Тачат родился в городе, где таланты вовсе не редкость. В Александрополе-Гюмри. Семья была всем на зависть — священник, носитель национально-освободительных идей, и преподавательница математики. Но юного Тачата вначале увлекла музыка. Он даже принимал участие в первом спектакле “Ануш”, состоявшемся в августе 1912 года в родном городе, — играл на флейте. 95 лет назад.
Пятнадцатилетним он с отцом поехал в Ани — смотреть романтические развалины бывшей столицы. Как знать, не это ли стало прапричиной позднейших занятий искусством.

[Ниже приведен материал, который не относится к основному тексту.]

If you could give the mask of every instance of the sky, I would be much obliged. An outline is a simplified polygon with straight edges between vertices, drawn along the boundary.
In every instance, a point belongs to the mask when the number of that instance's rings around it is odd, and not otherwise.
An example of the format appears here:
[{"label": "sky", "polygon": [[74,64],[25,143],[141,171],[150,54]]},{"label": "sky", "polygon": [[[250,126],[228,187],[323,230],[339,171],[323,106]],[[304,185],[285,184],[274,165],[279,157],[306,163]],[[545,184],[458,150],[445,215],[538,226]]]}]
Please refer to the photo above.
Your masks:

Но была еще одна веха: общение с Акопом Коджояном и поездка в Иран в начале 20-х... В любом случае официально в искусство он пришел уже зрелым, женатым человеком, когда в 25-м поступил учиться во ВХУТЕМАС, и не к кому-нибудь, а к самому Фаворскому — великому графику-книжнику и едва ли не философу. Это была завидная школа, в русле передовых тенденций своего времени. Лидеры ВХУТЕМАСа задавали тон, слышимый далеко за пределами Москвы. Тачат прогрессировал на глазах, участвовал в выставках, правда, в те годы весьма скудных и непрезентабельных.
Рисовальщик Хачванкян виртуозный. Блестящий. Портреты и жанры свидетельствуют об этом. Даже в карандашных набросках проглядывается собственный язык, стиль, а главное — вкус. Вернувшись в Ереван в 30 году, он занялся преподаванием и стал по приглашению Чаренца техредактором в Госиздате Армении. Работает до 1936-го или 1937 года. Интенсивно и яростно, как будто чувствуя близкую развязку. И не случайно, ведь еще в 29-м отца и двух его братьев сослали подальше как неблагополучных. А тут — работа в издательстве под началом совсем уж “чуждого” Чаренца. Сотрудничество поэта и художника дало поразительные по качеству и обилию плоды. Десятки книг армянских и зарубежных, в том числе русских, авторов. Вплоть до Марксова “Капитала”. Ему, впрочем, удавалось все, особенно национальная классика, поэзия в частности. Он проектировал всю книгу целиком — от корки до корки, до последней буковицы и орнамента. Хачванкян был лаконичен и емок, элегантен и изыскан, линия его упруга и точна. Никаких излишеств — он знал меру во всем. И разве только в книге? Ему приходилось делать и папиросные коробки, и плакаты. Разумеется, в духе времени. Агитпроп не допускал разночтений, но Хачванкяну удавалось выкручиваться — получались очень даже выдающиеся вещи. Занимался он и живописью — кто, даже график, может избежать ее магии? Из немногих сохранившихся полотен и этюдов маслом особенно хороши его натюрморты и пейзажи — совершенно свежие и ясные, тонкие по цвету. Природный дар и ВХУТЕМАС давали о себе знать.
Сталинская мясорубка зацепила и тихого, интеллигентного художника. Органы заинтересовались им, настырно-ненавязчиво склоняли к доносам. Но не на того напали. Как свидетельствуют родные, он надеялся, что пронесет. Увы. Художника арестовали в апреле 38-го и только в июле 39-го — томили изуверы 16 месяцев — приговорили к 8 годам ссылки с правом переписки. В августе он оказался в ленинаканской тюрьме (прощание с родным городом?), а к началу 40-го в Магадане. Его устроили художником в клубе. Вот что вспоминает другой узник ГУЛАГа писатель Вальтер Арамян: “Тачат раньше меня очутился в Магадане, он похудел, осунулся, глаза сильно запали, стали еще чернее и крупнее. “Меня оставят в Магадане, — сказал он, — в качестве художника. Буду писать лозунги, малевать картины, словом, будет не так плохо. Я попрошу начальство, чтоб и тебя оставили в Магадане, скажу, что ты тоже художник, возьму на себя всю работу — они не догадаются. Говорят, на Колыме худо, с рудников никто не возвращается”.
Писать одобряющие и патриотические лозунги и малевать соцреалистические картины и портреты вождей Тачату Хачванкяну пришлось недолго. 14 марта 1940 года он умер. Официально — от общего заражения крови. Сломался художник, не выдержал. Один из миллионов, но для нас, для национальной культуры — большой художник. Уцелей он — армянская книга, графика могла бы пойти по другому пути. Не случилось.
(Из статьи “Меня оставят в Магадане...” Карэн Микаэлян, ресурс "Новое время" 31 июля 2007г.)